On June 11, 2013, in Gautreaux v. Tassin Intl., Inc., E.D. La. C/A No. 12-2987, 2013 WL 2635173 Judge Morgan held that a cross claim concerning the validity of a foreign arbitration clause could effectively bind plaintiff’s maritime claims, brought in state court, to a federal district court.  The Judge held that Louisiana law did not predominate over the plaintiff’s initial Jones Act, LHWCA, and general maritime law claims, and therefore refused to allow a plaintiff to sever and remand his claims when a defendant’s cross claim was governed by a London arbitration agreement.

The initial claim arose when Gautreaux was allegedly injured working for Tassin Intenational (“Tassin”) while loading a marsh buggy onto a Tassin barge.  Gautreaux filed suit against Tassin in Plaquemines Parish under the Jones Act, the LHWCA, and the general maritime law. Gautreaux then amended his complaint to include two new defendants, Certain MEL Underwriters (“MEL Underwriters”) and American Interstate Insurance Company (“AIIC”), Tassin’s alleged insurers at the time of the accident. Gautreaux later dismissed him claims against MEL Underwriters without prejudice.

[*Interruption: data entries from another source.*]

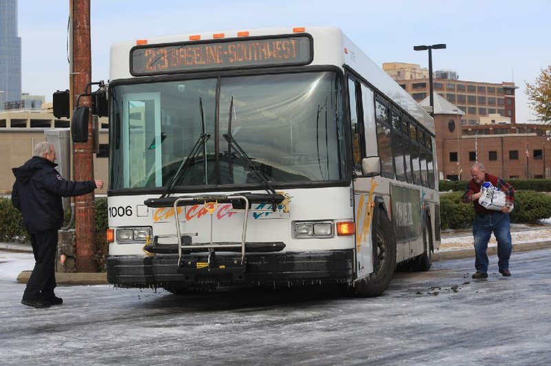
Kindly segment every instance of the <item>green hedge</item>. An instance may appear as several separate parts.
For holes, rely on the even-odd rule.
[[[551,192],[550,179],[511,179],[506,180],[517,191],[536,191],[537,192]],[[440,192],[463,192],[467,186],[467,181],[441,180],[439,182]]]
[[[472,226],[475,211],[472,204],[461,201],[463,192],[440,195],[440,229],[466,228]],[[537,223],[551,217],[551,196],[534,191],[517,191],[514,194],[514,209],[511,222]]]

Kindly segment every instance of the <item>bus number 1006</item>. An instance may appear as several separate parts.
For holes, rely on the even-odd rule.
[[[132,216],[132,208],[130,206],[126,207],[118,206],[116,207],[109,208],[109,216],[110,217],[123,217],[123,216]]]

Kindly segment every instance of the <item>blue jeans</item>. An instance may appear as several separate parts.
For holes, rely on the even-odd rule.
[[[488,241],[493,231],[497,239],[497,266],[499,270],[509,268],[509,257],[511,256],[512,242],[509,230],[510,221],[508,213],[497,211],[490,215],[477,214],[472,225],[472,236],[475,237],[475,268],[478,272],[488,272]]]

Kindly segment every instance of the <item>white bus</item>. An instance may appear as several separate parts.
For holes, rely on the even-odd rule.
[[[372,297],[428,270],[433,120],[340,29],[123,42],[110,80],[110,283]]]

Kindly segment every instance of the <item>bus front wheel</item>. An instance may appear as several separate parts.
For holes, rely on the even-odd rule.
[[[391,283],[396,268],[396,244],[392,224],[386,213],[378,213],[377,231],[373,237],[373,272],[357,280],[352,288],[357,297],[375,297],[382,294]]]

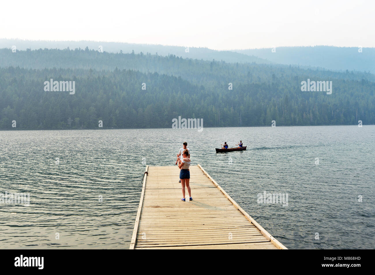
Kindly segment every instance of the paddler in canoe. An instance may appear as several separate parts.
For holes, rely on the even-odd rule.
[[[238,144],[236,144],[236,145],[238,145],[238,147],[237,148],[238,149],[242,148],[243,147],[243,144],[242,144],[242,141],[240,140],[240,142],[238,143]]]
[[[228,144],[226,144],[226,142],[224,142],[224,144],[220,144],[223,147],[221,148],[222,149],[228,149]]]

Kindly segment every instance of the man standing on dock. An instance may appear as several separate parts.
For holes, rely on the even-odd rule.
[[[178,151],[178,153],[177,154],[177,161],[176,161],[176,165],[180,165],[180,164],[181,163],[180,159],[182,158],[182,153],[183,153],[185,150],[188,150],[189,152],[189,156],[188,157],[189,158],[190,158],[190,149],[188,148],[188,143],[185,141],[182,144],[183,147],[182,148],[180,149],[180,151]],[[180,180],[178,182],[181,182],[181,180]]]

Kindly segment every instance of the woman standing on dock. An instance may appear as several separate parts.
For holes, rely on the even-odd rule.
[[[190,186],[189,182],[190,181],[190,171],[189,167],[190,166],[190,159],[188,158],[189,151],[186,150],[182,153],[182,157],[180,161],[181,163],[178,165],[178,168],[181,169],[180,171],[180,179],[181,180],[181,186],[182,187],[182,196],[181,200],[185,201],[185,185],[188,187],[188,192],[189,192],[189,200],[192,201],[193,198],[191,197],[191,191],[190,189]]]

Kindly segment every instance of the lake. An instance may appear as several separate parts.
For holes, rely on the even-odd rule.
[[[375,247],[375,126],[357,125],[0,131],[0,193],[30,194],[0,203],[0,247],[128,248],[146,165],[173,165],[185,141],[286,247]],[[258,203],[265,192],[287,205]]]

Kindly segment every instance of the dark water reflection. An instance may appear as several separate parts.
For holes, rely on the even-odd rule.
[[[240,139],[246,151],[215,153]],[[0,247],[128,248],[144,164],[173,165],[186,141],[192,164],[288,248],[374,248],[374,140],[366,125],[0,131],[0,193],[30,196],[0,203]],[[288,206],[257,203],[265,191]]]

In October 2012, AIIC filed a cross claim against MEL Underwriters alleging that Certain underwriters were responsible for insuring against the type of claims alleged in the initial petition.  Underwriters subscribing severally to a Maritime Employers Liability Policy (“MEL Underwriters”) then stepped in and removed the action to the Eastern District of Louisiana claiming that they were the correct defendant for AIIC’s cross claim.  MEL underwriters removed the case on the grounds that the policy that formed the basis of AIIC’s cross claims was governed by a London arbitration agreement and therefore contained a federal question under the Convention on Recognition and Enforcement of Foreign Arbitral Awards (“The Convention”). 9 U.S.C. § 201.

Gautreaux filed a motion to sever and remand his initial claims.

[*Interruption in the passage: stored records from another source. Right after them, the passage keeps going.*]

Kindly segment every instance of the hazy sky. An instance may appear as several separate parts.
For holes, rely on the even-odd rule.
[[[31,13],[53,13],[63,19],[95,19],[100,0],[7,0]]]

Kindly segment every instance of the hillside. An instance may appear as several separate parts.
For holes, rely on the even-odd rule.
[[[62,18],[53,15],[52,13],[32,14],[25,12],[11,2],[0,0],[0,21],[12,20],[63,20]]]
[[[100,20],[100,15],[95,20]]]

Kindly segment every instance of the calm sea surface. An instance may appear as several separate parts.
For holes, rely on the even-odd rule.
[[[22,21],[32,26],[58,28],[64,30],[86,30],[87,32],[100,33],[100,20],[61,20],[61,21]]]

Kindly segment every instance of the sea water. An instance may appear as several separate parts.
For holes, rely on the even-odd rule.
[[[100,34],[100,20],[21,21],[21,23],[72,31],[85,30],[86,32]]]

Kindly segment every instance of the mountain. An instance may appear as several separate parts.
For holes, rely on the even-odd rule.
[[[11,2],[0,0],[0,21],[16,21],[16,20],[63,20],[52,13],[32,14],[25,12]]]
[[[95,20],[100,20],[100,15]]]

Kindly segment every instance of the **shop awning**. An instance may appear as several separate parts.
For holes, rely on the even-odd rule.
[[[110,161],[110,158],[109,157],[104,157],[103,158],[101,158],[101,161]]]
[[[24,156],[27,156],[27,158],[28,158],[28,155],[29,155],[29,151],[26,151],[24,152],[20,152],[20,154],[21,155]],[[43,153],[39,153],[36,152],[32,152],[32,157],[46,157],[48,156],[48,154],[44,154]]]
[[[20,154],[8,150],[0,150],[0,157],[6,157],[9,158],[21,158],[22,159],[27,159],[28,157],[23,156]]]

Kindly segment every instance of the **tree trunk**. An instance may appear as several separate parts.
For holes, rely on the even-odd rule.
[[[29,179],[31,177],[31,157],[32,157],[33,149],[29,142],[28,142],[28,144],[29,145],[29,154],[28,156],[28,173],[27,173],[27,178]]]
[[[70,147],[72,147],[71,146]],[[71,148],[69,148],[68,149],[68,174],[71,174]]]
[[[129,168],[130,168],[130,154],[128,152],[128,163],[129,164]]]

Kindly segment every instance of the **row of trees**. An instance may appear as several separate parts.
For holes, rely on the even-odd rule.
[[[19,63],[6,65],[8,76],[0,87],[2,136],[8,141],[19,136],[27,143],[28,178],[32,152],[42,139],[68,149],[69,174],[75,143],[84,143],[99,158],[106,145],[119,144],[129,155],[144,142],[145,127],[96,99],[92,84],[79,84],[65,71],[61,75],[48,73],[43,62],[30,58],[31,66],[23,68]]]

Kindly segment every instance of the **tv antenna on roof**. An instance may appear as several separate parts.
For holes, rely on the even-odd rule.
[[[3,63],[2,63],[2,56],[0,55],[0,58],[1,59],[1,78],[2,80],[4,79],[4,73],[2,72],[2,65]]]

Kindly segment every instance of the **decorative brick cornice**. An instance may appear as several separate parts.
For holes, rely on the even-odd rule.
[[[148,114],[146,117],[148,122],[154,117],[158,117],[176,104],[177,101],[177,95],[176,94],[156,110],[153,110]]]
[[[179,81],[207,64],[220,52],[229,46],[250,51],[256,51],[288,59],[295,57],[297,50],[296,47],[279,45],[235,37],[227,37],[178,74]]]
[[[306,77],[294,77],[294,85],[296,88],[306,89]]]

The majority of Judge Morgan’s Order was devoted to detailing why removal was proper, but subsequently she analyzed whether Gautreaux’s claims were severable and should be remanded.  The main focus of Judge Morgan’s severability analysis was whether state law predominated over Gautreaux’s claims.  The Judge cited 28 U.S.C. § 1441(c) which states that a district court has the discretion to decide and retain jurisdiction over only federal issues, and must remand all claims in which state law predominates.

Judge Morgan held that state law did not predominate over the plaintiff’s original claims, and as such, she denied the motion to sever and remand, stating:

Gautreaux’s state law claims do not predominate in this case. . .  Gautreaux “supplements all causes of action with Louisiana state law,” but his claims arise primarily under federal law. The LHWCA is a federal statute and claims brought under the “general maritime law,” such as a claim for unseaworthiness, are inherently federal. In addition, claims brought under the Jones Act may be brought in either state or federal court, but it is clear from Gautreaux’s petition that he intends for federal law to apply to all his claims.

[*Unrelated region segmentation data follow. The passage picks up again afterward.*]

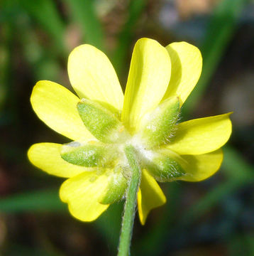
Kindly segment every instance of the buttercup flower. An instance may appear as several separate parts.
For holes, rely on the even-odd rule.
[[[132,145],[142,169],[138,208],[144,224],[166,202],[157,181],[199,181],[220,167],[221,147],[231,133],[228,114],[179,123],[181,107],[201,71],[199,50],[185,42],[162,47],[141,38],[135,45],[125,95],[107,57],[90,45],[70,55],[68,73],[77,96],[50,81],[31,95],[39,118],[72,142],[39,143],[30,161],[68,178],[60,196],[75,218],[92,221],[121,200],[131,169],[123,148]]]

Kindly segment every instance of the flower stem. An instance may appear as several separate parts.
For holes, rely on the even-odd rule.
[[[140,181],[140,168],[133,146],[128,145],[124,151],[131,169],[131,177],[128,181],[122,220],[118,256],[127,256],[130,252],[132,230],[134,223],[137,193]]]

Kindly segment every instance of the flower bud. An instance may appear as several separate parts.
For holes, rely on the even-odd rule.
[[[168,142],[174,134],[174,128],[180,114],[178,97],[172,97],[142,120],[139,136],[149,148]]]
[[[85,167],[101,167],[114,158],[105,146],[77,142],[62,145],[60,154],[68,163]]]
[[[77,111],[87,129],[104,143],[120,143],[128,136],[121,122],[97,102],[82,99]]]

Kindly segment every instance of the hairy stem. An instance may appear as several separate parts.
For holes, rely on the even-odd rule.
[[[130,253],[131,240],[134,223],[137,193],[140,181],[141,171],[136,158],[134,147],[128,145],[124,151],[131,169],[126,191],[124,213],[122,220],[118,256],[127,256]]]

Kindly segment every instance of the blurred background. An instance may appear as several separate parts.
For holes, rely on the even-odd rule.
[[[182,119],[233,111],[233,132],[216,175],[162,185],[167,204],[143,227],[136,218],[131,255],[254,255],[253,1],[2,0],[0,24],[1,255],[116,255],[123,203],[81,223],[58,198],[64,179],[28,162],[32,144],[67,142],[39,120],[30,95],[40,80],[72,90],[68,53],[84,43],[108,55],[124,90],[141,37],[201,49]]]

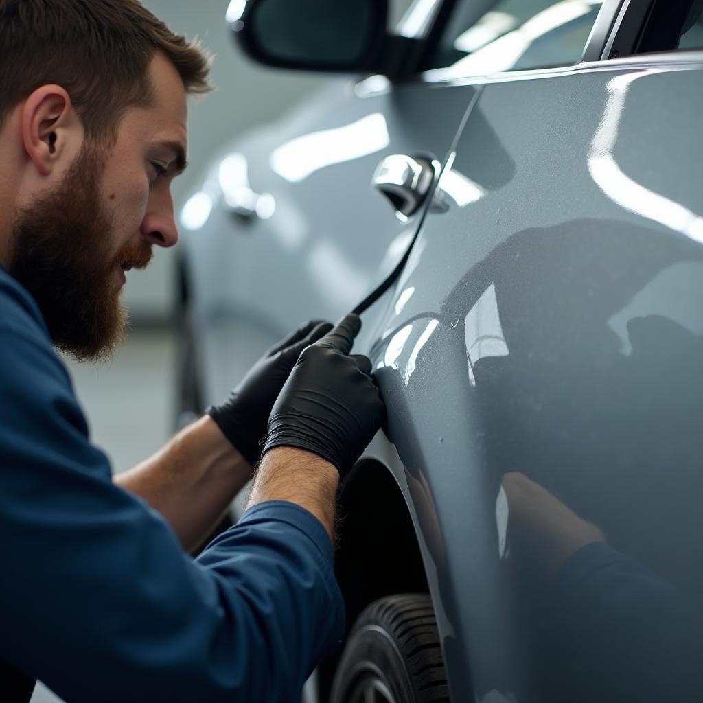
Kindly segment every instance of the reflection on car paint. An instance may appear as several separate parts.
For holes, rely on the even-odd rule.
[[[496,286],[491,283],[473,307],[466,314],[464,322],[466,358],[468,362],[469,382],[476,385],[474,366],[485,356],[507,356],[510,353],[498,314]]]
[[[391,337],[388,346],[386,347],[386,353],[383,356],[383,366],[385,368],[398,370],[396,365],[398,359],[403,353],[403,349],[412,331],[413,325],[406,325]]]
[[[456,152],[452,152],[447,160],[446,165],[442,172],[441,177],[437,184],[437,193],[435,195],[436,207],[439,200],[441,200],[441,193],[446,193],[460,207],[465,207],[472,202],[480,200],[486,191],[475,181],[472,181],[457,169],[453,168]]]
[[[657,69],[648,69],[617,76],[608,83],[608,101],[591,144],[588,171],[599,188],[614,202],[703,243],[703,217],[640,185],[623,173],[613,156],[628,91],[638,79],[659,72]]]
[[[276,217],[271,222],[271,233],[283,247],[290,252],[298,251],[305,243],[310,225],[293,198],[278,195]]]
[[[501,489],[513,574],[529,582],[521,595],[541,622],[535,645],[548,699],[565,690],[584,703],[695,697],[703,633],[695,604],[524,474],[506,473]]]
[[[510,506],[505,490],[501,486],[496,498],[496,527],[498,528],[498,555],[501,559],[508,556],[508,524]]]
[[[395,311],[396,314],[399,315],[403,311],[403,308],[405,307],[408,301],[413,297],[413,293],[415,292],[415,286],[411,285],[409,288],[406,288],[398,296],[398,299],[396,301]]]
[[[271,155],[271,167],[286,181],[299,183],[326,166],[368,156],[389,143],[386,118],[373,112],[350,124],[286,142]]]
[[[225,202],[233,212],[256,214],[269,219],[276,212],[276,200],[270,193],[254,193],[249,185],[247,160],[235,153],[222,160],[218,172],[220,189]]]
[[[334,240],[316,242],[305,257],[312,280],[324,295],[346,302],[361,299],[369,288],[369,274],[354,266]]]
[[[231,0],[229,5],[227,6],[227,14],[225,15],[226,21],[232,24],[241,19],[246,6],[247,0]]]
[[[386,76],[377,74],[355,84],[354,93],[357,98],[370,98],[389,93],[392,87],[393,84]]]
[[[415,373],[415,368],[418,363],[418,355],[422,351],[423,347],[430,341],[430,337],[432,337],[432,333],[437,329],[439,324],[439,320],[430,320],[427,323],[427,326],[423,330],[423,333],[420,335],[415,347],[413,347],[413,351],[410,353],[410,358],[408,359],[408,366],[406,366],[405,372],[403,374],[406,385],[408,385],[411,377]],[[444,440],[440,439],[439,441]]]
[[[620,353],[625,356],[632,354],[629,333],[632,321],[652,315],[666,318],[692,335],[703,337],[701,280],[703,264],[699,262],[679,262],[659,271],[607,320],[608,327],[620,339]]]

Judge Morgan’s decision suggests that so long as a single cross claim is governed by a London arbitration agreement, the entire action is removable.  More importantly, any of the plaintiff’s claims that arise out of the Jones Act, the LHWCA, or the general maritime law appear to be bound to the federal court at the judge’s discretion. Ironically, the sole reason for removal is to stay the arbitrable claim, which would leave only the Jones Act claim, otherwise non-removable, now alone in federal court.

Disclosure:  Duncan & Sevin represented MEL Underwriters in this matter.